In reading the international news headlines, there is a lack of direct scrutiny by the international community to this day on China’s Uighur crisis. Just last year, the United Nations reported that 1 million Uighur or more were being held in brutal “re-education” detention camps. Yet, nothing has changed.
The Chinese government has been aiming to change Uighur Muslims’ political thinking, erase their belief in Islam, and ultimately reshape their identities via torture, extrajudicial executions, arbitrary arrest and detention, gang rapes, systemic sexual assaults, and murder. There has been a Human Rights Watch Report attesting to these facts, satellite image evidence, and several testimonies from escapees.

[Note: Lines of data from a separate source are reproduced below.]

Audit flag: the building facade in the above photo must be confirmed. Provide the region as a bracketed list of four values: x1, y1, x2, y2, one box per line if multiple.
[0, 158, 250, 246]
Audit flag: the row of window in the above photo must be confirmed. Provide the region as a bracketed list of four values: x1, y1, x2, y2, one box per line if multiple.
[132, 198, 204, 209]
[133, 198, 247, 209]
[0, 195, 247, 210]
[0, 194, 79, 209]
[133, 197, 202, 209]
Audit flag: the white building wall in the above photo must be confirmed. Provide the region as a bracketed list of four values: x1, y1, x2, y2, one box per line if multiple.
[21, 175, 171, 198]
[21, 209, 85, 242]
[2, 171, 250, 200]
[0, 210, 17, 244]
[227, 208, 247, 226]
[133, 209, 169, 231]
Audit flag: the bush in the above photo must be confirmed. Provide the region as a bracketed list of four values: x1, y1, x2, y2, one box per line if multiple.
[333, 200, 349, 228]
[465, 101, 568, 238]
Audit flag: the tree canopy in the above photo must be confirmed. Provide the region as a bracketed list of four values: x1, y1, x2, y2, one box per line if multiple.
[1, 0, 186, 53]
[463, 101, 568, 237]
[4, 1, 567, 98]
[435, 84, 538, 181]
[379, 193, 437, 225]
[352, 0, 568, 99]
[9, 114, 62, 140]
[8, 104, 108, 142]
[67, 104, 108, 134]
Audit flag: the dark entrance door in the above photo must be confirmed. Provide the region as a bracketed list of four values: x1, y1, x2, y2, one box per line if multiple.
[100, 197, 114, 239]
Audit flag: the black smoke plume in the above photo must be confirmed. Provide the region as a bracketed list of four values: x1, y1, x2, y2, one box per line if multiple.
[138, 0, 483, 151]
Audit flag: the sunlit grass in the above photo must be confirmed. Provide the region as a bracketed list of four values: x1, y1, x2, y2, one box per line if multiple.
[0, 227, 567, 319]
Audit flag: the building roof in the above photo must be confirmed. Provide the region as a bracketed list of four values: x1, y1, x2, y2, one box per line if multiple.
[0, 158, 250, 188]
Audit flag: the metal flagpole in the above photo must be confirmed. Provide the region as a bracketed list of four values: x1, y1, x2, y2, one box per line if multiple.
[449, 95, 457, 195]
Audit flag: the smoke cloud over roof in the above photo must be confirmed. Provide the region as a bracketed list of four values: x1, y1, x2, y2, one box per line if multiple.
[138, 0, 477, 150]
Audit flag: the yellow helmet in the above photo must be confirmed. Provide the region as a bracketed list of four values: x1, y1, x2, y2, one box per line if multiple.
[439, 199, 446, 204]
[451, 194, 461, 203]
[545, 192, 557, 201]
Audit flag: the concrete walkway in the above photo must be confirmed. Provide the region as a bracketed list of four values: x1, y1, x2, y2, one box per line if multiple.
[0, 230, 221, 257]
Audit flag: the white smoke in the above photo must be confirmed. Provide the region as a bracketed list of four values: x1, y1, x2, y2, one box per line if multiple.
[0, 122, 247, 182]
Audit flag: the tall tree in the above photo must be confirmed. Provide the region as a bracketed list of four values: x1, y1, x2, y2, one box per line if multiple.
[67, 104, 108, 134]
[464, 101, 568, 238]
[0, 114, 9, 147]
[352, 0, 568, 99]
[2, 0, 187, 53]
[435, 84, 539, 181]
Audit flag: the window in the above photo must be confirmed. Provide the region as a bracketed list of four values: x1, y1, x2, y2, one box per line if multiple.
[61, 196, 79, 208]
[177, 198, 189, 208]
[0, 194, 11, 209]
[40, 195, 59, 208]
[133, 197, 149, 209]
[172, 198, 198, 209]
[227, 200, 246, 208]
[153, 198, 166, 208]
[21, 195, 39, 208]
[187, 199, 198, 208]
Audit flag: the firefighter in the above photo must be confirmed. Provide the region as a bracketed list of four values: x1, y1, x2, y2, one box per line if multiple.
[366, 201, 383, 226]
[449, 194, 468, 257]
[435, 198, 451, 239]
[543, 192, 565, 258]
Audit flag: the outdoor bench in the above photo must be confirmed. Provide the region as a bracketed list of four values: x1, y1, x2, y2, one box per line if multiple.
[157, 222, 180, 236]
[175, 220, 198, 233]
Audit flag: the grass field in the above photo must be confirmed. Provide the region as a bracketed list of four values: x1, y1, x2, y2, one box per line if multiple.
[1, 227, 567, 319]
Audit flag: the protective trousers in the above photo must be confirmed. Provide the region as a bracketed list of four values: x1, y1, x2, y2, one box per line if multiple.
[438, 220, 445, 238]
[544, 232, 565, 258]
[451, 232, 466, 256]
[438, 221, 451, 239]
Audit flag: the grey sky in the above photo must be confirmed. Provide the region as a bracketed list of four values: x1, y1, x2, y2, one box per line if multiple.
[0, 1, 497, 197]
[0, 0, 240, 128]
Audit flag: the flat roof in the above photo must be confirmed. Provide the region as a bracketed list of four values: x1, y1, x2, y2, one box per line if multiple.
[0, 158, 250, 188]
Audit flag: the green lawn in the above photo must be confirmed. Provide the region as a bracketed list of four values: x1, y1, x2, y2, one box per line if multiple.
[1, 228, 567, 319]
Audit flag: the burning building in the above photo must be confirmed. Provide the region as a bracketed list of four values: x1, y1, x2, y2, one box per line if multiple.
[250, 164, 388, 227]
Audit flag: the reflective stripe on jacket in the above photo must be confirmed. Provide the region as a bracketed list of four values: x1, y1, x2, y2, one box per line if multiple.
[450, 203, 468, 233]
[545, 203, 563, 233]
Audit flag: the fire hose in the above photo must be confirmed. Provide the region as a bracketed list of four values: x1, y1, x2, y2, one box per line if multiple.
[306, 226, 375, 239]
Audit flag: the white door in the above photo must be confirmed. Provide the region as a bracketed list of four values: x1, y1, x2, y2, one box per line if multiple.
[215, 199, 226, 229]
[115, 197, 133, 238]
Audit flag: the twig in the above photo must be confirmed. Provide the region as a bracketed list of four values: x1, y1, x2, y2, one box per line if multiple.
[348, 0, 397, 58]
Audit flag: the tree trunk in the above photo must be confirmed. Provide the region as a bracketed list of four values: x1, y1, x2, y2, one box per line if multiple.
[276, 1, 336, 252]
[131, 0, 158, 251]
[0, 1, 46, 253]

Although some countries condemned Chinas’s human rights abuses, the momentum to raise concerns or follow through with economic sanctions to put pressure on China has not lasted. The international community’s response could instead be likened to reluctance and hesitance to criticize Beijing publicly.

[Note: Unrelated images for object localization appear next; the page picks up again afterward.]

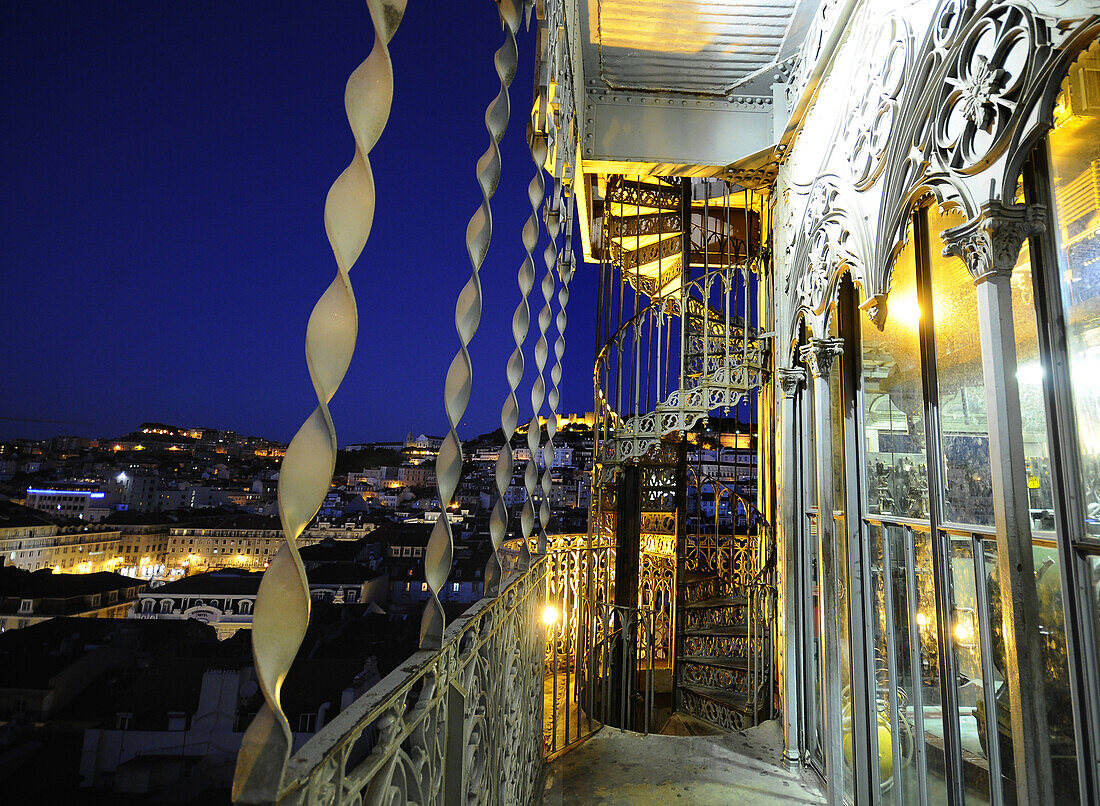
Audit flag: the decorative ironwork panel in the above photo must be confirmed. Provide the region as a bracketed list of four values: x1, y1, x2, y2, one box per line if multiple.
[684, 532, 757, 585]
[682, 662, 751, 694]
[679, 688, 750, 732]
[606, 177, 681, 210]
[271, 561, 546, 806]
[639, 551, 675, 662]
[685, 602, 747, 631]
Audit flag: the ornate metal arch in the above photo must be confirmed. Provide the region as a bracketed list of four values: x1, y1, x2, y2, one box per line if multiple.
[998, 16, 1100, 194]
[784, 175, 871, 341]
[785, 308, 815, 367]
[865, 171, 976, 329]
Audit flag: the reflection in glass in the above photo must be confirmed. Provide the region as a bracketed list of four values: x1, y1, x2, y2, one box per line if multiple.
[864, 225, 929, 518]
[807, 511, 826, 770]
[912, 529, 949, 803]
[1008, 237, 1057, 530]
[948, 538, 992, 803]
[871, 523, 920, 804]
[829, 314, 855, 803]
[929, 206, 994, 526]
[1050, 41, 1100, 538]
[980, 544, 1082, 802]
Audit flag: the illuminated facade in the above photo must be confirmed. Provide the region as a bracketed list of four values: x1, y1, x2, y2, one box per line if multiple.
[0, 507, 122, 574]
[25, 485, 111, 522]
[231, 2, 1100, 805]
[165, 523, 370, 573]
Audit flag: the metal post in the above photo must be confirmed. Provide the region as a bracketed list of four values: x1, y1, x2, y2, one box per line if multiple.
[914, 207, 966, 806]
[611, 464, 641, 729]
[680, 178, 692, 388]
[838, 279, 877, 804]
[673, 434, 689, 712]
[777, 366, 806, 763]
[799, 337, 846, 806]
[444, 681, 468, 806]
[941, 200, 1054, 805]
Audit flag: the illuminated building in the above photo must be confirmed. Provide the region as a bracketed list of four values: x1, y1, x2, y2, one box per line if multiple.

How much is the international community willing to ignore if the group being religiously persecuted is Muslims and not Christians? And to what extent is the international community willing to turn a blind eye to one of the worst human rights crises of modern times due to our economic ties to China?
Islamaphobia is an epidemic, and the international community has a bad case of it. The international community needs to be an outspoken critic of religious persecution regarding Muslims, as they do other religions. No government should be able to tell people what religion to practice or persecute those who don’t comply.